Currently, there are 315 million students studying in different schools in different Indian states. However, only 29 percent of these students are privately educated. This brings a great responsibility on the government to provide quality education so that students are able to make a future for themselves and also help the country to grow. There is no doubt that the government has been working diligently in providing several facilities to promote students in taking up education. The government has achieved a literacy rate of 73 percent in the country. In India, there are in total 14,25,564 schools, 712 universities, 36,671 colleges, and 11,445 stand-alone institutions. Also, another feat has been achieved after classes I-X enrolment ratio reached 89.4 percent in 2013-14.
Schools are in access of students, but what about education?
The question that arises here is whether the enrolment ratio is enough to say that our students are getting education. Can we say that if there are a large number of schools then the literacy rate will increase in next two years? Or can we guarantee that facilities being given by the government to students can make them determined towards studies? There are several such concerns which mark a question on the adequacy of the efforts that have been taken by the government of India. There is no doubt that the government is making its best efforts to bring education to each and every child, but we need to check whether the increased access to education is also resulting in increased opportunities for the students.
Do students go to schools for studies or for perks?
The government is probably leaving no stone unturned in achieving the target of 100 percent enrolment ratio. Some of the State governments such as that of Haryana, Bihar, and Meghalaya are also providing a stipend to the students for coming to schools. Apart from these, there are provisions for giving freebies such as uniform, bags, and books to the students. There are certain rules also to not fail any student till eighth grade so that they are not disappointed or are afraid of getting results. Although these steps were taken from a positive point of view, many have taken an undue advantage of these provisions. Students go to the schools only to mark their enrolment and take stipend. Some go for free food provided by the government. If that was not true, then we would have been seeing lesser children selling cheap products on traffic lights.
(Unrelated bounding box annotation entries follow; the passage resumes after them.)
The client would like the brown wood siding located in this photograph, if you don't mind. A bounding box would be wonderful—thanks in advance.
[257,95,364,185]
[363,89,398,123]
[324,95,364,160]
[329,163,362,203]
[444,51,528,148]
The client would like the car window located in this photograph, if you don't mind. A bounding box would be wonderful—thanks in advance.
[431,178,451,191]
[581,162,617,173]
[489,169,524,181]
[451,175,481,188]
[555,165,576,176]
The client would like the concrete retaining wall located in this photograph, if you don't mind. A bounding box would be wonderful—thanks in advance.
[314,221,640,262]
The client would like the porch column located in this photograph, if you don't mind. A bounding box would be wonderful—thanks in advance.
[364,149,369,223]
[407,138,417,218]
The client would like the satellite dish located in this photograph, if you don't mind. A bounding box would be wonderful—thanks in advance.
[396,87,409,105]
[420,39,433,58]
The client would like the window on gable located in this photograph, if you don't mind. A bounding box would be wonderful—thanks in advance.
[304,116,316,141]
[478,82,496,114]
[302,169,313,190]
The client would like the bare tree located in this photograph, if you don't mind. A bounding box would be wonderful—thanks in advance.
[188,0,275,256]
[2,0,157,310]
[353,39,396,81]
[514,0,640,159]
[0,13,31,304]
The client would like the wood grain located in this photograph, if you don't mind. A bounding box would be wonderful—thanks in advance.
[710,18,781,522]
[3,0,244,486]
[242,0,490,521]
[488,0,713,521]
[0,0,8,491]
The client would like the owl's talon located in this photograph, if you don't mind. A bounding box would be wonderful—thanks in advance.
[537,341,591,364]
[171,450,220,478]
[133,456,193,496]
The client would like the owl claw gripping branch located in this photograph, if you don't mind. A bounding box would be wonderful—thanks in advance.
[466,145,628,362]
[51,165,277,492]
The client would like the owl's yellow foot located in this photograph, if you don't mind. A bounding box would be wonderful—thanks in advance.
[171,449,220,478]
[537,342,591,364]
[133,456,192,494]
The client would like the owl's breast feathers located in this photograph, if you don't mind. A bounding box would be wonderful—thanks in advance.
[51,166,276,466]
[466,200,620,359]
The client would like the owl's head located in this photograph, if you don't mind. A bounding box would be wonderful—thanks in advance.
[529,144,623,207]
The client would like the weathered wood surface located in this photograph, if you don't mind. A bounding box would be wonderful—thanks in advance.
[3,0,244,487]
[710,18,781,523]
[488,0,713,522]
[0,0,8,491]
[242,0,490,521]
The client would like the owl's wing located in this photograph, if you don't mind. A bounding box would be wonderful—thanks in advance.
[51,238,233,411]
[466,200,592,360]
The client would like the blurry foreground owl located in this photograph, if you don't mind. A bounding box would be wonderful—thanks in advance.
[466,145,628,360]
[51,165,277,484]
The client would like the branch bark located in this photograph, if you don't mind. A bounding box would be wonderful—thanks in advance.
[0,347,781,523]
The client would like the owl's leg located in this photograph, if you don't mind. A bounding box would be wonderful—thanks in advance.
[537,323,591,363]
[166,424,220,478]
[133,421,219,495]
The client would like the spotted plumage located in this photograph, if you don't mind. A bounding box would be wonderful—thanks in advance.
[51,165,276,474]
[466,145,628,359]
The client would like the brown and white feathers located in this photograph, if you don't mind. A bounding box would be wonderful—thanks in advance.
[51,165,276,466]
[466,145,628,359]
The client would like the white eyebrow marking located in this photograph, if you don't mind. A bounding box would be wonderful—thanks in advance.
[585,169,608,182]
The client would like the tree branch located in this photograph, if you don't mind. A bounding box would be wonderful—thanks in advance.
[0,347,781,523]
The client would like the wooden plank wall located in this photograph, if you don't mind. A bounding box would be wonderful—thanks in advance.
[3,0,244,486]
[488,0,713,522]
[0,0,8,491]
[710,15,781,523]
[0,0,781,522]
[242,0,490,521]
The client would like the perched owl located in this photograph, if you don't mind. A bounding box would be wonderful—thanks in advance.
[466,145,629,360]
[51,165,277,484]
So, analysing all the efforts that are being undertaken by the government, there is the need to answer the question why engineering colleges are overcrowded and why a majority of colleges in other streams keep waiting for filling up their assigned seats. At this point, we need to understand that we can’t make children interested in studies by giving them free meals and stipend, but we need to make them aware about that how education can change their lives. It is highly needed that all the students are guided on how they can select different career options and make a living out of them.
Students need to be made aware of the opportunities after schooling
Another important point the need to be discussed is the actual need of students studying in government schools and rural areas. Many of these students take up their traditional family occupations and don’t explore the opportunities that they can have. This is not due to the fact that they are supported by the government schools with almost no fees, but due to lack of awareness about the options and services they can avail after finishing schooling. Many students don’t pursue graduation considering it very costly even though the government has made provisions for students from poor background. This makes it necessary that students are guided regarding the loan facilities, scholarships, and study aids that are available. A wave of awareness needs to be created.
Career counselling can be the way to seek results from government efforts in education
A great initiative can be undertaken by the government by pledging professional career counselling to each and every student studying in government schools. This should be started from seventh and eighth grade when students are able to identify their talents and understand the scope of their chosen careers. Guiding students at this age will also increase their interest level in studies and will make them more attentive to the schooling. This will create a goal and an aim for the students, which will encourage them to come to school not only for perks but also for education. All the efforts being put by the government can bring significant results in many students’ lives if they provide career counselling to students at different levels of their schooling.
(Disclaimer: The views and opinions expressed in this article are those of the author and do not necessarily reflect the views of YourStory.)